The study in question, by Cambridge Econometrics (commissioned by Greenpeace), relies on prospective energy bill savings and the creation of green jobs to arrive at its £7bn figure, but the driving force behind it – green home upgrades – is thus far entirely voluntary.

While Downing Street offers citizens £5,000 towards a new heat pump, the household must meet a high standard of home insulation, to the tune of £7,000 to £15,000.

And for the Cambridge Econometrics report to come true by 2030, the UK government would need to spend £4.2bn on supporting heat pumps and insulation, while households would have to foot a £9.3bn bill.

“Greening the UK’s homes at speed and scale will reduce energy consumption, bills and carbon emissions. It will provide tens of millions of households with warmer homes that are cheaper to run and help limit the catastrophic impacts of the climate crisis,” said Doug Parr, the chief scientist at Greenpeace UK.

Unfortunately (or fortunately, depending on your point of view), all of those targets – plus loftier ones set for 2050 – rely on a hefty amount of voluntary participation, and world crises (like war) can derail those goals.

The Russian-Ukrainian war was a wake-up call for the European nations relying heavily on Russian gas, and in some cases, EU member states haven’t been able to make up the difference expediently.

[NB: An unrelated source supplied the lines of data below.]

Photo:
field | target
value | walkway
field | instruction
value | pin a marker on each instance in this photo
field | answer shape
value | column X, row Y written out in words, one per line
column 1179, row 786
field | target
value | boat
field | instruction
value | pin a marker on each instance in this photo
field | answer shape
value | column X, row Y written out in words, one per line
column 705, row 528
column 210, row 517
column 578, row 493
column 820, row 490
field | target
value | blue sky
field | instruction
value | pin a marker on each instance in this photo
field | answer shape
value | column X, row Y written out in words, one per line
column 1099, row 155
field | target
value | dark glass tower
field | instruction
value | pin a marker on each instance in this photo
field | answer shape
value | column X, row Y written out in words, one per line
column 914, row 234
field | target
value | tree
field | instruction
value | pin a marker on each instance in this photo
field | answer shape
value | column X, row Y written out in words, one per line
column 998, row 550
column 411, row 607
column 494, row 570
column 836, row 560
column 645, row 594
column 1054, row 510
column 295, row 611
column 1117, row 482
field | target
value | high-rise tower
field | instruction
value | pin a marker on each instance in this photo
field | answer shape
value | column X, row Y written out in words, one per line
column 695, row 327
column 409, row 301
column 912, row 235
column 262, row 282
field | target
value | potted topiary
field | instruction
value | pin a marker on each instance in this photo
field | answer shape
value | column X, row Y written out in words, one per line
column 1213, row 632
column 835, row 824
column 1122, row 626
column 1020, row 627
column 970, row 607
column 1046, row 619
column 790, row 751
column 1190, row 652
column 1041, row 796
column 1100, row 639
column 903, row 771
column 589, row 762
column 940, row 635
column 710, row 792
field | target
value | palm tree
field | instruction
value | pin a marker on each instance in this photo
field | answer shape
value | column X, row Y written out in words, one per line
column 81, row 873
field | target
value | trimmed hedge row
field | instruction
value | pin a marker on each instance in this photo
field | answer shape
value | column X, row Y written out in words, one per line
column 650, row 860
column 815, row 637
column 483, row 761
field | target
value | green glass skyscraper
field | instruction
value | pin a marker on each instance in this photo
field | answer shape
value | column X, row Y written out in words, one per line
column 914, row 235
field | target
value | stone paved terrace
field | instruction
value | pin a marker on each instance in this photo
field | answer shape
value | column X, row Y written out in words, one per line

In no small part due to Russia cutting off gas exports to the West, the EU recently revised its renewable energy goal from 32% of total power production to 45% by 2030. According to the UAE-based International Renewable Energy Agency, the EU would need to add 26.8GW of annual wind farm capacity to reach their goal in eight years.

Solar, meanwhile, would need to grow by 55.4GW per year.

Not everyone involved thinks these audacious targets are within the realm of possibility. Graham Weale, professor of energy economics at Ruhr University Bochum and former chief economist at German energy producer RWE, feels the EU’s new renewables targets, are “fairyland figures.”

Low-carbon research specialist BloombergNEF feels that Europe could be completely free of fossil fuels by 2050, but it would require a gargantuan $3.8 trillion investment in mostly wind and solar projects.

If these…optimistic goals come to fruition across Europe, one would assume that Cambridge Econometrics’ fiscal and employment boost would be multiplied several times over, but every one of those targets is at least as much wishful thinking as a tangible prediction and will require a ton of EU investment and voluntary participation by the citizenry.